Our latest Pay As You Go offer is brilliantly simple – you can now get Unlimited Data for €10 a month.”
The advertisement included details for both existing and new Meteor customers on how to avail of the offer. A footnote at the bottom of the page stated:
“Offer ends 31 May 2014. Fair usage allowance of 7.5GB monthly applies. Terms & conditions.” The reference to terms and conditions was a hyperlink which brought users to a webpage which listed out the relevant terms.
The Radio advertisement stated:
“Meteor’s new pay as you go offer is brilliantly simple. You get unlimited data for ten euro. That’s it really, sin é. And I mean a lot of prepay offers are quite complicated so, you need a bit of time to explain them but, unlimited data for 10 euro from Meteor is as simple as it sounds. Freetext data to 50104, another great pay as you go offer from Meteor. Simple as that. Offer ends 31st May 2014. Fair usage allowance of 7.5gig monthly applies. See meteor.ie for terms.”
Twenty three complaints were received regarding the advertising. The complainants considered that the use of the word ‘Unlimited’ was misleading as there was a Fair Usage Policy (FUP) of only 7.5GB on the plan.
Meteor stated that there was a market precedent, set by another operator’s recent campaign in which they also offered Unlimited internet for €10. They stated that this precedent defined fair usage allowance of 7.5GB and they were following this precedent with their product offering.
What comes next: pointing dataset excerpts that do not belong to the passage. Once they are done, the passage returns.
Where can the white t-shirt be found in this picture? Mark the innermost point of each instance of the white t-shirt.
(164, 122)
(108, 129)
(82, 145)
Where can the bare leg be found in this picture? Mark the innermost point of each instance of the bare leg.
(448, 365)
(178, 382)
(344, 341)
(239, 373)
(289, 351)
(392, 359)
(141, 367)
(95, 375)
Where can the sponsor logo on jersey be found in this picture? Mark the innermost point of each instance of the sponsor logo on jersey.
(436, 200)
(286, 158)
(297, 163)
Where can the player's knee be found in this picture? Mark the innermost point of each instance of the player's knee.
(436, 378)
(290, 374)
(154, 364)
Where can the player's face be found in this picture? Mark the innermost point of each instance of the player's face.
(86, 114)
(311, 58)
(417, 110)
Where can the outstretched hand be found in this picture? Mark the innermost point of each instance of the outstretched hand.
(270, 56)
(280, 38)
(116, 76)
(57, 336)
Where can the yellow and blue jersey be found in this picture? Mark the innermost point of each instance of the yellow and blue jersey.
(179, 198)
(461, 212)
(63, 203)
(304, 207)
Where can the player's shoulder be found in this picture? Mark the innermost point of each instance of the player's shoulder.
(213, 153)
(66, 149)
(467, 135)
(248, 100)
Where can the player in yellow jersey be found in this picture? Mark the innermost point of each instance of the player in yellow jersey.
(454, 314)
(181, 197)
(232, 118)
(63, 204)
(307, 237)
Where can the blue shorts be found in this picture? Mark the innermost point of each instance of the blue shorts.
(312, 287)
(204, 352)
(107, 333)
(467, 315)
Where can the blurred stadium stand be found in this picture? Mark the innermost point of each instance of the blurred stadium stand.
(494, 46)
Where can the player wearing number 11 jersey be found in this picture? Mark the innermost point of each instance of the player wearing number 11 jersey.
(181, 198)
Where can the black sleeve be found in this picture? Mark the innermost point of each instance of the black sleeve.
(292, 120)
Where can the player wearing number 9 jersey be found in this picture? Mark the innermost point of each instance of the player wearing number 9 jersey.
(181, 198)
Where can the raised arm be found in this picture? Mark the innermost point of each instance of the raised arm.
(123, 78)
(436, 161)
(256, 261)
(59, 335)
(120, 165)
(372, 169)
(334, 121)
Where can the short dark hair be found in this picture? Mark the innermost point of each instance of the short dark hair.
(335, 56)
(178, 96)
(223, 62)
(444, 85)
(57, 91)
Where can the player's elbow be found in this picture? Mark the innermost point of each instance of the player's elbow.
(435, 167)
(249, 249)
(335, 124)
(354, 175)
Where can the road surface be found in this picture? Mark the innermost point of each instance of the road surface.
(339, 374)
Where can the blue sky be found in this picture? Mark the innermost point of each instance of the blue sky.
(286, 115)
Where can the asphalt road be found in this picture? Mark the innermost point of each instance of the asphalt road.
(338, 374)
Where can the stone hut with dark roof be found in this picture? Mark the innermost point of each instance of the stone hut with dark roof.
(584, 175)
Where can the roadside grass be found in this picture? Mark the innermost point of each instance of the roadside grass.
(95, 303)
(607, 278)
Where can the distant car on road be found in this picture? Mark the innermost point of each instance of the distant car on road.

They also stated that they had ensured through their communications that customers were made aware of the fair usage allowance in advance of any decision to purchase.
They advised the Secretariat of their customers’ average usage of the plan and that the percentage who had exceeded the fair usage policy was in excess of 1%.
The Secretariat advised Meteor of the Complaints Committee’s ruling on the use of ‘Unlimited’ and the Committee’s decisions on the maximum percentage (1%) of customers that should be affected by a fair usage policy.
Further comments from Meteor:
In reply, Meteor acknowledged that the Complaints Committee had made such a ruling, however, they requested the basis on which the percentage figure had been reached as they considered a lower figure than 99% would be more appropriate.
They stated that the majority of their customers (percentage figure provided to the ASAI) were within the fair usage allowance and that the average usage was well below the 7.5GB. They also stated that they ensure that their customers are given advance warning as they approach the 7.5GB fair usage allowance. Once the customer reaches 80% of their allowance they received the following message: “You have nearly reached our Fair Usage Limit, after which you will pay standard rates. To buy a 1GB Booster Data Add-on for €9.99, text Booster1 to 50104.” They advised that once a customer had reached 100% of the limit they received the following text message: “You have reached your Fair Usage Limit and you will now be charged standard rates. To buy a 1GB Booster Data Add-on for €9.99, text Booster1 to 50104.”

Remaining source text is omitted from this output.